Что-то еще выплывает из меня, теплое и плотное, как сырая печенка, и остается лежать между ног. А он исчезает, прижав палец к губам, чтобы я молчала до конца своих дней. Тает в воздухе, оставив на моих губах горечь трубочного табака. Я грею ребеночка своим телом, не переставая молиться, чтобы он не вернулся. Я дрожу. Покрывало мокрое, но я все равно набрасываю его на плечи. Устала. Так устала, что нет сил шевелиться. Уже проваливаясь в сон, я соображаю, что благодаря дяде Густаву моя дочь — она же и моя двоюродная сестра.
Глава X
Роберт велел Джеду Боумену вернуться через полчаса. Клиент, мягко говоря, остался недоволен — багровые щеки приобрели лиловый оттенок; громила окинул адвоката свирепым взглядом, точно примеривался, куда бы врезать.

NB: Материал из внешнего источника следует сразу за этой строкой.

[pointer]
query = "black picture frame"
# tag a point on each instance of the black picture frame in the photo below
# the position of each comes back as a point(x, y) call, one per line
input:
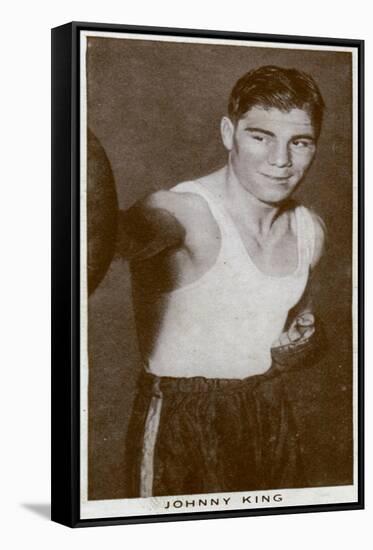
point(66, 321)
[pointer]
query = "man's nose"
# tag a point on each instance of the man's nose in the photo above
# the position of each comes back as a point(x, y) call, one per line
point(279, 155)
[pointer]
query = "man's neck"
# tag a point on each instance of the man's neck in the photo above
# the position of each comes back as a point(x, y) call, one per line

Как только он вышел из офиса, Роберт запер дверь приемной. У Дэна все утро занято деловой встречей, а Элисон, его секретарь-референт, заболела, так что офис в полном распоряжении Роберта и Тани.
— Ну-ка, садись за телефон!
Роберт поморщился. Стыдно, конечно, обращаться с Таней как с нерадивой ученицей, но ничего не поделаешь. В «Маргаритке», замещая Эрин, она справилась превосходно, и все же к концу недели из фирмы вылетит — если не раскопает свидетельство о рождении Руби. Пока секретарша набирала номер, Роберт стоял рядом как приклеенный.
— Включи громкую связь.
— Доброе утро. Отдел регистрации актов гражданского состояния Нортгемптона. Чем могу помочь?
— Здравствуйте. Я подавала заявку на получение копии свидетельства о рождении.
— Оставайтесь на линии, пожалуйста. Переключаю.
— Вечно у них запарка — не дождешься, пока соединят, — пожаловалась Таня, прикрыв ладонью микрофон.
Молчание Роберта и поза истукана со сложенными на груди руками подсказали Тане, что босс не примет никаких отговорок, пока лично не услышит ответ. Редкий случай: работая с ним не один год, она привыкла считать его человеком разумным.
Механический голос сообщил, что они пятые на очереди. Убивая время, Роберт перечитал бумагу из архива: «…не имеем возможности предоставить копию свидетельства о рождении, исходя из имеющейся информации… среди актов нет записи о рождении Руби Элис Лукас, дата рождения 01.01.1992…» Данные верны. Все абсолютно точно. Разве что у Руби, помимо Элис, есть еще одно имя, которого он просто никогда не слышал? Или же Руби — вообще семейное прозвище? Надо бы спросить у Эрин. Факты нужны, факты. Пока двигалась телефонная очередь, Роберт придумал еще одну гипотезу: вполне возможно, что после разрыва с отцом девочки Эрин переписала ее на свою девичью фамилию — и тем самым демонстративно разрубила последнюю нить с человеком, которого больше не было в ее жизни. Вполне в духе гордой и независимой Эрин. В этом случае изначально Руби была записана под фамилией отца — понятно, что свидетельства о рождении Руби Элис Лукас не существует. Роберт даже позу сменил, машинально ослабив хватку рук на груди: кажется, разумное объяснение все же можно найти.
Эрин никогда не упоминала об отце Руби, и Роберт, уважая ее чувства, не горел желанием выпытывать детали, однако для себя почему-то решил, что фамилия Лукас досталась Эрин от первого брака. Особого значения это не имело, а ворошить прошлое (что Роберт знал по собственному горькому опыту) — занятие неблагодарное и чреватое. Вот почему в отношениях с Эрин, как до, так и после свадьбы, он касался лишь мизера личных нюансов, сознательно скользил по самой поверхности — из страха сокрушить что-то хрупкое и невозвратимое. Подобная тактика самосохранения удручала, но Роберт предпочел закрывать глаза на это чувство.